Chapitre 3 :
Antonio semblait être dans son bureau. Elle entra sans prendre la peine de frapper, mais prit soin de claquer la porte derrière elle.
-Gabi !? Ca va ?
Il ne lui avait jamais vu un regard aussi sombre, pas dirigé vers lui en tout les cas.
Si un regard pouvait tuer…..
-Qu'est-ce qui se passe ?
-Tu te fiches de moi !!??
Il se leva de derrière son bureau et s'approcha d'elle. Elle avait toujours les bras croisés sur sa poitrine, en position défensive.
-Gabi…..
-Pourquoi ?
-Pardon ?
-Pourquoi tu as été voir Francesca ?!
-Tu sais pourquoi.
-Non je ne sais pas pourquoi ! Elle a quelque chose sur nous et toi tu vas lui donner encore plus de preuves pour nous enfoncer !!
-Ca n'a plus aucune importance Gabi.
-Pour moi ça en a. Qu'est-ce qui t'as prit ?
-Je n'en sais rien. Je voulais juste essayé d'arranger les choses.
-En couchant avec elle ?
Il put voir combien elle était peinée.
-Je ne sais pas ce que Francesca t'a dit mais je n'ai pas couché avec elle.
-Je sais. Mais tu y as pensé.
-J'essayais de trouver une autre solution.
-Oui et bien ce n'était pas la bonne.
-Je sais ça maintenant.
La tension retomba quelque peu.
-Qu'est-ce qu'on va faire Antonio ?
-Je n'en sais rien, il y'a plusieurs alternatives je crois. Soit on arrive à avoir son argent.
-Ca m'a l'air compromis pour l'instant.
-Soit on subtilise la cassette. Ou alors je peux toujours essayer de la convaincre de laisser tomber.
-N'y penses même pas !
-De toute façon elle ne veut pas de moi.
-Antonio !
Elle lui tapa le bras.
-Tu sais bien que je plaisante.
-Ca n'est pas drôle. Et puis je ne suis pas certaine que Francesca dirait non une seconde fois.

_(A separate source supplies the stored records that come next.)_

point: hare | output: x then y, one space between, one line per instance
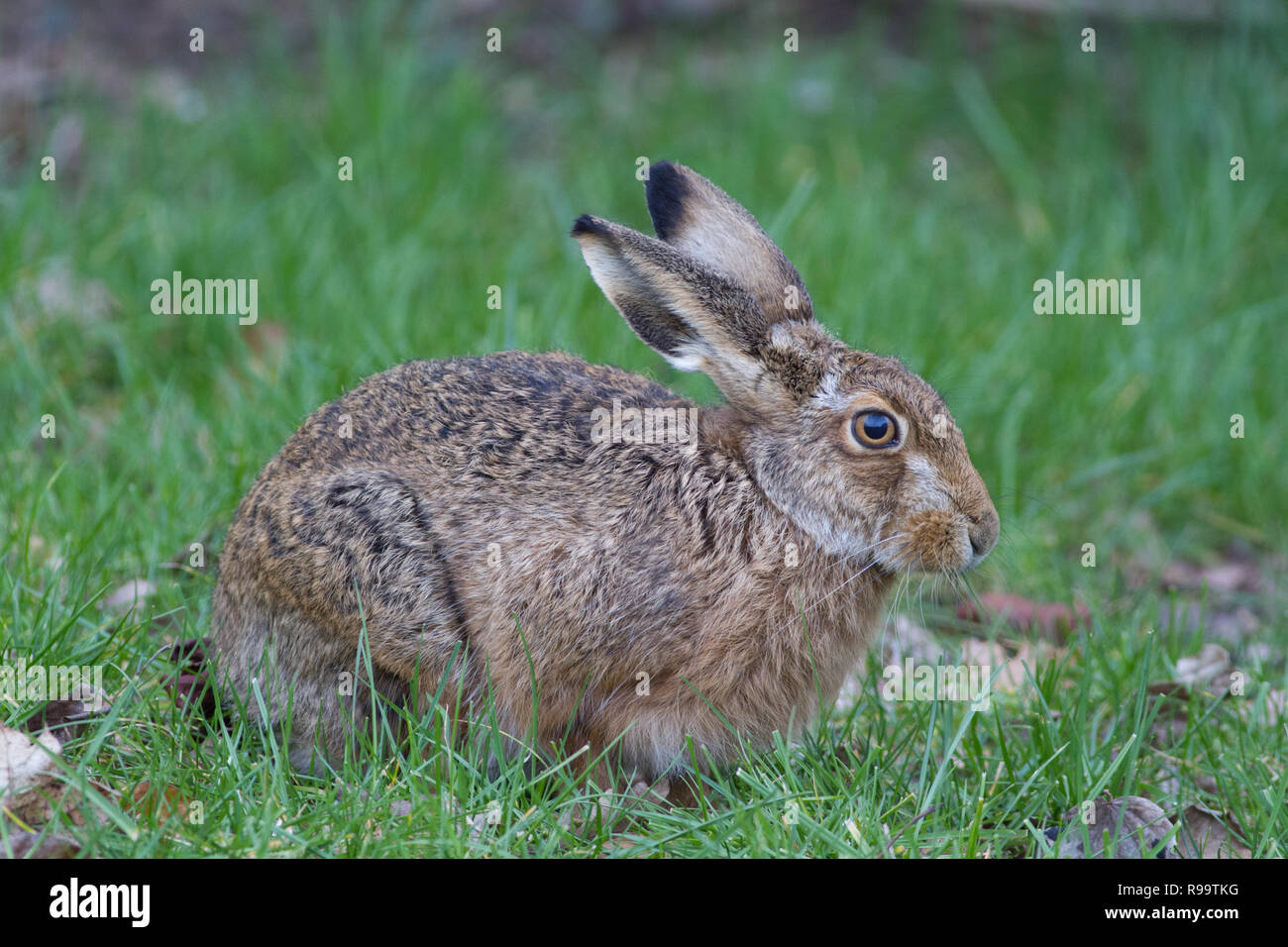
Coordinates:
562 540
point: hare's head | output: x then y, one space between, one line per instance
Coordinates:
855 449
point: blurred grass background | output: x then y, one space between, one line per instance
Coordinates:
469 169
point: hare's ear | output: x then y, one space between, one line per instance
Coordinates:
699 219
695 317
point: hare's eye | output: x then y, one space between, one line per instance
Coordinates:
875 429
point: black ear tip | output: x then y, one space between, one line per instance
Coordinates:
665 192
588 224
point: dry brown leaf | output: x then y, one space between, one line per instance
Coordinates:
24 844
1142 827
25 764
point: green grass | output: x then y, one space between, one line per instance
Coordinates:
469 171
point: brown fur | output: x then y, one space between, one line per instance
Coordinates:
480 534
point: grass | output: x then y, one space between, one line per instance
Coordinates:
468 171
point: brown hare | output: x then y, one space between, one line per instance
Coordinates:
561 539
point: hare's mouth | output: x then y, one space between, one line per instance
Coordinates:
934 541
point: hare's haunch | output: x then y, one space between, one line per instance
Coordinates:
603 561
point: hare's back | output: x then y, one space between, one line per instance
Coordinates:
483 415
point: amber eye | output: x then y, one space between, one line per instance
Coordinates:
876 429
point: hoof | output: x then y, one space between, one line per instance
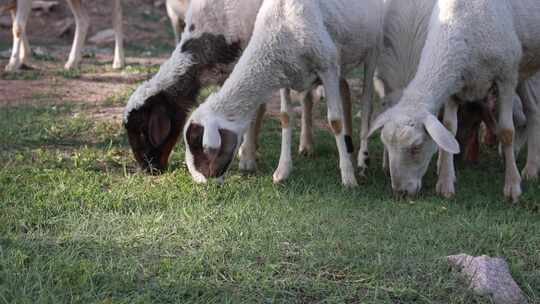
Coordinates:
446 189
280 175
305 151
512 192
247 165
529 173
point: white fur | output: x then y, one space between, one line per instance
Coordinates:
176 9
530 96
294 42
21 51
471 46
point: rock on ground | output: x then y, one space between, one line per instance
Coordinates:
489 277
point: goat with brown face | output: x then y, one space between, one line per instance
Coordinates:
157 110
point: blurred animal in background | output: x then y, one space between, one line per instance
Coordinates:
20 53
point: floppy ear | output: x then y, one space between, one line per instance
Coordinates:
444 139
379 122
159 126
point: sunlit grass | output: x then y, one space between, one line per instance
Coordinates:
79 223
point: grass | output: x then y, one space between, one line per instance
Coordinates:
80 224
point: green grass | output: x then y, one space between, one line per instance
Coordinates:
79 224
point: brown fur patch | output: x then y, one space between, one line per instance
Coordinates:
284 117
448 125
506 137
336 126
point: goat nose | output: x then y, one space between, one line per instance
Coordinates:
211 152
400 194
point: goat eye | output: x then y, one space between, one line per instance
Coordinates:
415 150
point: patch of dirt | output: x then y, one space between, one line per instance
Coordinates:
96 82
145 26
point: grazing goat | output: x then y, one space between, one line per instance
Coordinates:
295 44
214 36
405 31
209 47
473 49
20 53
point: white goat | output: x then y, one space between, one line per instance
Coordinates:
405 31
529 91
20 53
472 48
294 43
177 9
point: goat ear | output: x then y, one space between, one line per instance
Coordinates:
444 139
220 164
159 126
211 163
379 122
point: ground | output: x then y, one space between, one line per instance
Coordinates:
80 223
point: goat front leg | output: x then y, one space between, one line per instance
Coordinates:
119 58
446 170
345 93
306 129
512 184
285 159
248 151
367 108
530 172
20 51
82 22
331 83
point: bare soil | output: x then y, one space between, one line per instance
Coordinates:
148 38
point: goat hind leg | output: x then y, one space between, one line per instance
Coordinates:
306 130
20 50
119 57
247 153
82 22
446 170
331 83
512 185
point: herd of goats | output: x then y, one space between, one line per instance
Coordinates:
441 69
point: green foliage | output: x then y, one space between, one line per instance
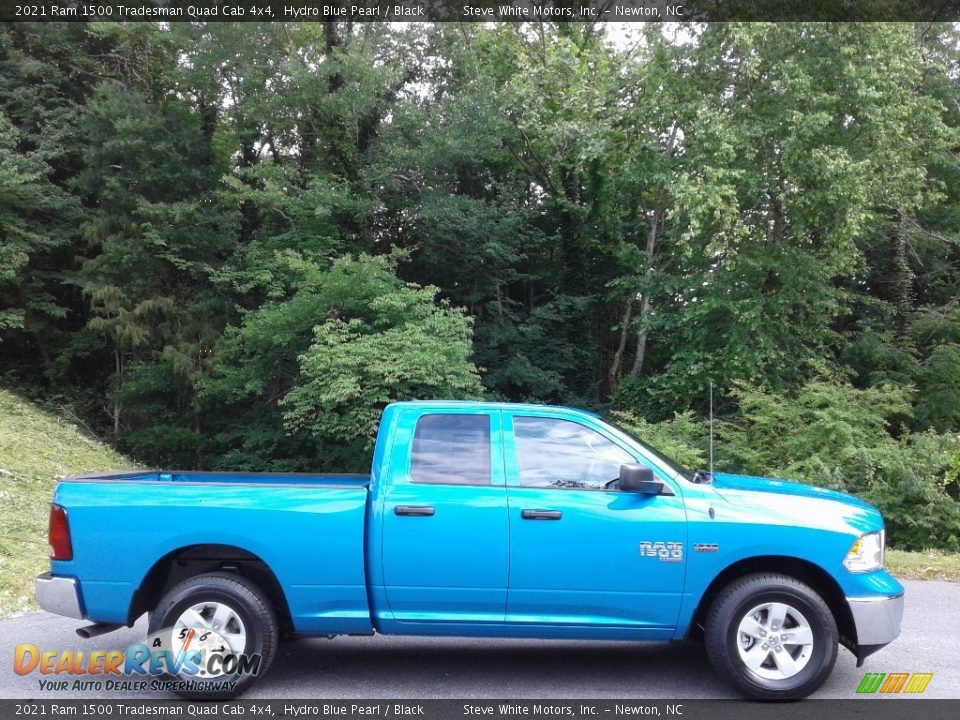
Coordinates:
319 367
680 438
833 435
401 346
37 445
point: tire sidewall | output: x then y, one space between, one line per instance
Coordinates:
214 589
725 628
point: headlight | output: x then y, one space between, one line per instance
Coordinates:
866 553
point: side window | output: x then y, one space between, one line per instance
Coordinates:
451 449
560 453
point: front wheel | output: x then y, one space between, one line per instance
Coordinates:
226 624
771 636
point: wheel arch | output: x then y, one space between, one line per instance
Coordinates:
803 570
189 561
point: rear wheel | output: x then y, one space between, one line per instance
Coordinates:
771 636
221 618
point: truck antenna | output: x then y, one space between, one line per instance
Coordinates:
711 428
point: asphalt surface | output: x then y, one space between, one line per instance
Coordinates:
425 668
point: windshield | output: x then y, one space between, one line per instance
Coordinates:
666 462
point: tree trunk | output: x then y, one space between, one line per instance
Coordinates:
117 371
640 355
614 373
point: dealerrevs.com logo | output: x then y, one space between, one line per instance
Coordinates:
180 659
892 683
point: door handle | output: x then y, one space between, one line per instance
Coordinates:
415 510
541 514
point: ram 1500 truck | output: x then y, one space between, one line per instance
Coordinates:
486 520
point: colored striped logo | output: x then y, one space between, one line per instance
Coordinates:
890 683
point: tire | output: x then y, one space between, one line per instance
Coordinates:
250 621
766 663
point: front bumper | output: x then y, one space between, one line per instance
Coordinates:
877 619
60 595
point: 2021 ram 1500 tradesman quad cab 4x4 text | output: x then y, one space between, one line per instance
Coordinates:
480 519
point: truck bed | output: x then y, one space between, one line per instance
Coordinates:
308 529
332 480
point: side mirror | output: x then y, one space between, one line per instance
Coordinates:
638 479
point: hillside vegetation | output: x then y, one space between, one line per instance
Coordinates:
36 447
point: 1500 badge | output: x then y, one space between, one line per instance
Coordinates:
666 552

Il la regarda en lui souriant tendrement.
-Quoi ?
-Rien c'est juste que tu es très belle quand tu es jalouse.
-Antonio….
Il fallait qu'il cesse ça de suite, ça lui faisait beaucoup trop mal. Comment elle pouvait continuer à mener sa vie avec Ricardo quand il lui disant ce genre de choses et la regardait de cette manière !?
-Je suis….
Elle plaça son index sur ses lèvres.
-Chut. Tu sais très bien que je ne suis pas désolée et je sais que tu ne l'es pas non plus.
Et c'était vrai, bien que cette vérité soit dérangeante. Ils se regardèrent, troublés par cette soudaine promiscuité. Elle savait que l'un d'eux devait rompre le contact sinon ça les emmèneraient à faire quelque chose qu'ils risquaient de regretter. Ou de ne pas regretter. C'est ce qui était sans doute le plus triste dans cette histoire.
Elle réussi néanmoins à détourner son regard du sien.
-Il faut que j'y aille.
Elle lui déposa un léger baiser près de la commissure des lèvres.
-Je sais. A plus tard.
Il secoua la tête quand la porte de son bureau se referma. Ca devenait de plus en plus dur chaque jour, mais maintenant avec les menaces de Francesca, il se devait de rester concentré, pour elle comme pour lui.